Torba kanundaki kasa ve ortak hesapların düzeltilmesine yönelik uygulama

0
33

Değerli Fortune okuyucuları, hatırlayacağınız üzere geçen sayıda “torba kanun” olarak adlandırılan 6552 sayılı Bazı Alacakların Yeniden Yapılandırılmasına Dair Kanun hakkında değerlendirmeler yapmıştım. Ancak kanunun yayımlanmasından sonra uygulamasına yönelik Maliye Bakanlığı’nca yayınlanan 1 seri no’lu genel tebliğdeki önemli bulduğum bazı hususları bilginize sunmak istedim.
 
Kanunun 74’üncü maddesi hükmü ile bilanço esasına göre defter tutan kurumlar vergisi mükelleflerine, 31 Aralık 2013 tarihi itibariyle düzenledikleri bilançolarında görülmekle birlikte işletmelerinde bulunmayan kasa mevcutları ve işletmenin esas faaliyet konusu dışındaki işlemleri dolayısıyla (ödünç verme ve benzer nedenlerle) ortaklarından alacaklı bulunduğu tutarlar ile ortaklara borçlu bulunduğu tutarlar arasındaki net alacak tutarlarını 31 Aralık 2014 tarihine kadar vergi dairelerine beyan etmek suretiyle kayıtlarını düzeltmeleri ve böylece kayıtlarını fiili duruma uygun hale getirmeleri imkanı tanınmıştır. Böylece 31 Aralık 2013 tarihi itibariyle işletmelerin gerçekte kasasında bulunmayan tutarlar ile yine ortakların fiktif alacak ve borç tutarlarının gerçek durumla eşitlenmesi mümkün hale gelmiştir. Kanunun bu hükmünden sadece bilanço esasına göre defter tutan kurumlar vergisi mükellefleri faydalanabilecektir. Düzeltilen tutarlar üzerinden yüzde 3 oranında vergi hesaplanarak 31 Aralık 2014 tarihine kadar beyan edilip ödenecektir. Bu kapsamda ödenen vergiler, gelir veya kurumlar vergisinden mahsup edilemeyecek ve beyan edilen tutarlar ve ödenen vergiler, kurumlar vergisi matrahının tespitinde gider olarak dikkate alınamayacaktır. Ayrıca kanun kapsamında beyan edilen bu tutarlar nedeniyle ilave herhangi bir tarhiyat yapılamayacaktır.

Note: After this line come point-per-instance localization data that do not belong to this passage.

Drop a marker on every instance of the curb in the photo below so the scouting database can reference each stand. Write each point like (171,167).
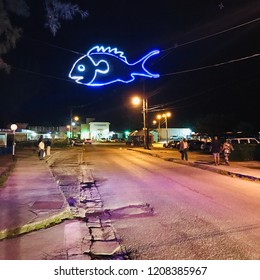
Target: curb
(208,168)
(55,219)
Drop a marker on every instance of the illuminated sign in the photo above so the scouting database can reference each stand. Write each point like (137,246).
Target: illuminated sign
(102,66)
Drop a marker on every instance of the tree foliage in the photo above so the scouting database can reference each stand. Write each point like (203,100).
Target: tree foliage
(55,11)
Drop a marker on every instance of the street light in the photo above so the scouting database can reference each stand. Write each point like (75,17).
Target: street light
(166,116)
(13,128)
(72,123)
(159,125)
(137,101)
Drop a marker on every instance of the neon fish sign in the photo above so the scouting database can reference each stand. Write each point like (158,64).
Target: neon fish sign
(103,66)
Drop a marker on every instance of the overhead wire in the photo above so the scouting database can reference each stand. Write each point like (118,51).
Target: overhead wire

Ancak kanunun uygulamasına yönelik çıkarılan genel tebliğde yer alan bazı ifadeler ciddi anlamda tereddüt uyandırmıştır. Şöyle ki tebliğe göre, bu konuda bir düzeltme yapılacak ise, “diğer olağan dışı gider ve zararlar” hesabının kullanılması gerektiği ifade edilerek bu konuda örnekler ile açıklamalarda bulunulmaktadır. Ayrıca söz konusu tebliğde şu ifade yer almaktadır:
 
“Öte yandan, mükelleflerce kâr dağıtımı yapılması halinde, ticari bilanço açısından dağıtılabilir ticari kâr tutarı, 6552 sayılı Kanun’un 74’üncü maddesi kapsamında beyan edilen ve ‘689 diğer olağandışı gider ve zararlar’ hesabı altında muhasebeleştirilen tutarlar dikkate alınmaksızın tespit olunacaktır.” Buna göre işletmeler 2014 yılı ile ilgili kâr dağıtım tutarını “689 diğer olağan dışı gider ve zararlar” hesabında yer alan tutarları dikkate almaksızın hesaplayacaklardır. Başka bir ifade ile kâr dağıtım stopajına tabi tutulacak temettü tutarı hesaplanırken kasa fazlası veya ortak borcunun da matraha ilavesi söz konusu imiş gibi bir sonuç çıkmaktadır.
 
Bilindiği üzere kâr dağıtımına ilişkin tüm düzenlemeler Türk Ticaret Kanunu’nda yer almaktadır ve dağıtılacak temettü tutarının hesabı net dönem kârı üzerinden yapılmaktadır. Dolayısıyla tebliğde yer alan düzenleme Türk Ticaret Kanunu hükümlerine açıkça aykırılık teşkil etmektedir. Tebliğde yer alan ifade ile torba kanundaki imkandan yararlanılan tutar üzerinden ödenen yüzde 3 vergi dışında yüzde 15 oranında ilave stopaj ödenmesi gündeme gelmektedir. Oysa kanun yüzde 15 stopaj yerine yüzde 3 vergi ödemek suretiyle fiktif hesapların düzeltilmesini amaçlamaktadır. Bu durumda olan mükelleflerin bu şartlar altında düzenlemeden yararlanmaları mantıklı görünmemektedir. Sonuç olarak, tebliğde yer alan açıklama ile kanunun sağladığı hakkın uygulanamaması gibi bir durum oluşmakta, ayrıca kanun metnindeki “Kanun kapsamında beyan edilen tutarlar nedeniyle ilave bir tarhiyat yapılamayacaktır” ifadesine de aykırılık ortaya çıkmaktadır. Başvuru süresi dolmadan önce Maliye Bakanlığı’nın konuyla ilgili açıklamasını gözden geçirmesinin kanundan faydalanmak isteyen mükelleflerin tereddütlerini gidermesi yönünden önemli olduğunu düşünüyorum.